Endothelial protein C receptor expression in umbilical cord blood hematopoietic stem cells. (A) The gating strategy used to obtain the UCB-derived EPCR+ and 49f+EPCR− populations. (B) To measure the in vitro expansion activity of EPCR+ and CD49f+EPCR− populations, 500 cells from each population were sorted and expanded in serum-free expansion medium (SFEM) supplemented with STF (stem cell factor, FMS-like tyrosine kinase 3 ligand and thrombopoietin). Flow cytometric analysis of CD34, CD90 and EPCR expression in the progeny of UCB-derived EPCR+ and CD49f+EPCR- populations is shown. EPCR+ cells are highlighted in black. The experiment was performed in three independent samples in duplicate. (C) To evaluate the in vivo repopulating activity of EPCR+ and CD49f+EPCR− populations, 200 cells from each population were sorted and transplanted into sublethally (300 cGy) irradiated NSG mice and the levels of human cell engraftment in the BM were analyzed after 16 weeks. (D) To evaluate whether EPCR expression enriches for long-term HSC in cultured UCB HSPC, EPCR+ cells (4000/mouse) and EPCR− cells (4000/mouse in one group and 40000/mouse in the second group) derived from CD34+CD90+ population were transplanted into sublethally irradiated NSG mice. At week 16, the frequency of hCD45 cells in BM was evaluated. EPCR: endothelial protein C receptor; UCB: umbilical cord blood; BM: bone marrow; HSPC: hematopoietic stem and progenitor cells. **P≤0.01.
Overall the above data suggest that EPCR is expressed during earlier stages of human HSC ontogeny and is gradually lost as the cells migrate to the BM, in contrast to the situation in mice, in which it marks HSC throughout ontogeny. Although human and murine HSC are characterized by distinct markers, our study supports that EPCR expression is conserved during early ontogeny. EPCR may mark a more fetal-associated subset of human HSC and it is possible that UCB contains a mixture of such fetal-associated HSC and more adult-like HSC. This could have implications for efforts to expand UCB HSC for clinical benefit, as different culture conditions may influence these two subsets distinctly. Further studies are required to assess this in greater detail.

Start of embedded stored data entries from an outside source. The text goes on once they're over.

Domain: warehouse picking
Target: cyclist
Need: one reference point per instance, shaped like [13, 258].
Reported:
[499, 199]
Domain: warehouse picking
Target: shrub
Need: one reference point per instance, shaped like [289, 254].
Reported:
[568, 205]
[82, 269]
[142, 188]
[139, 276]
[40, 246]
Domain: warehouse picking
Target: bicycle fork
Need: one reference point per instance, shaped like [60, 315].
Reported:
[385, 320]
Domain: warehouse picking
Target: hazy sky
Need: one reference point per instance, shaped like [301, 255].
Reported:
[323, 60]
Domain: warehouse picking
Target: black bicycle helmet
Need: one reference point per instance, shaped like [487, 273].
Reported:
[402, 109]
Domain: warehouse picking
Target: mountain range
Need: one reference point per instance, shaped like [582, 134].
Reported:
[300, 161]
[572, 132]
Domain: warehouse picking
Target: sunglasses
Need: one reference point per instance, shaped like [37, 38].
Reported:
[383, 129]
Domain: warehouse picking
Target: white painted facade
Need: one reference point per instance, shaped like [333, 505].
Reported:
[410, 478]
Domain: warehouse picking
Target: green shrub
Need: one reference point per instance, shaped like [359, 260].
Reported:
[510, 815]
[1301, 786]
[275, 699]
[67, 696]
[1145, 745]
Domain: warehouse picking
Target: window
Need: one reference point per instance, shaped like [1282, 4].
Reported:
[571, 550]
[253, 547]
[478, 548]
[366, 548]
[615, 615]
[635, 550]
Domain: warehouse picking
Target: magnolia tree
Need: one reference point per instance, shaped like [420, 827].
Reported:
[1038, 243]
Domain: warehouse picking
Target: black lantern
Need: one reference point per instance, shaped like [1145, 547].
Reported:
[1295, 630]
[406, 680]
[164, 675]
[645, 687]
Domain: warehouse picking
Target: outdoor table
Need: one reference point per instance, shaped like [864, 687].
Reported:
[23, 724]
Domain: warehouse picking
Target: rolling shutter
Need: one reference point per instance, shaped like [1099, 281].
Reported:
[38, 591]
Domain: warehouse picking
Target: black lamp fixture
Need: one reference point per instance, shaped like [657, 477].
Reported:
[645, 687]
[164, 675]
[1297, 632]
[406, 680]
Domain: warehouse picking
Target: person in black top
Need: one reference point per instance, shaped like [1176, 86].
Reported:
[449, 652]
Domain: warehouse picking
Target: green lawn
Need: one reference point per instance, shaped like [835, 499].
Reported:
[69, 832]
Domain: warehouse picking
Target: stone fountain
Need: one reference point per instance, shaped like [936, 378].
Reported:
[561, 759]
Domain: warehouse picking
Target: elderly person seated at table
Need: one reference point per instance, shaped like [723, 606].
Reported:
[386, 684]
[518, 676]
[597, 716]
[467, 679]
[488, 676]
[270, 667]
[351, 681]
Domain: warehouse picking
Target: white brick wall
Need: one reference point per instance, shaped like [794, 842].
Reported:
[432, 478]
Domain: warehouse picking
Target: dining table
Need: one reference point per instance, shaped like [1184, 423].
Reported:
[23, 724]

Identifying suitable HSC markers during early stages of human ontogeny paves the way to study molecular regulators of HSC emergence and expansion which eventually could lead to the development of in vitro HSC production and expansion for clinical applications. The addition of EPCR to existing markers could enhance the enrichment of FL HSC.
Supplementary Material
Acknowledgements
We thank Roman Galeev and Kees-Jan Pronk for providing normal bone marrow samples. We would also like to thank the staff at BMC FACS core and the animal house facilities for their excellent support.
Footnotes
Funding: this work was funded by grants from the Swedish Research Council, the Swedish Cancer Foundation, the Swedish Pediatric Cancer Foundation, Knut och Alice Wallenbergs Stiftelse and the European Research Council (ERC) under the European Union’s Horizon 2020 research and innovation program (grant agreement n. 648894) to JL. The work was also supported by the HematoLinné and StemTherapy programs at Lund University.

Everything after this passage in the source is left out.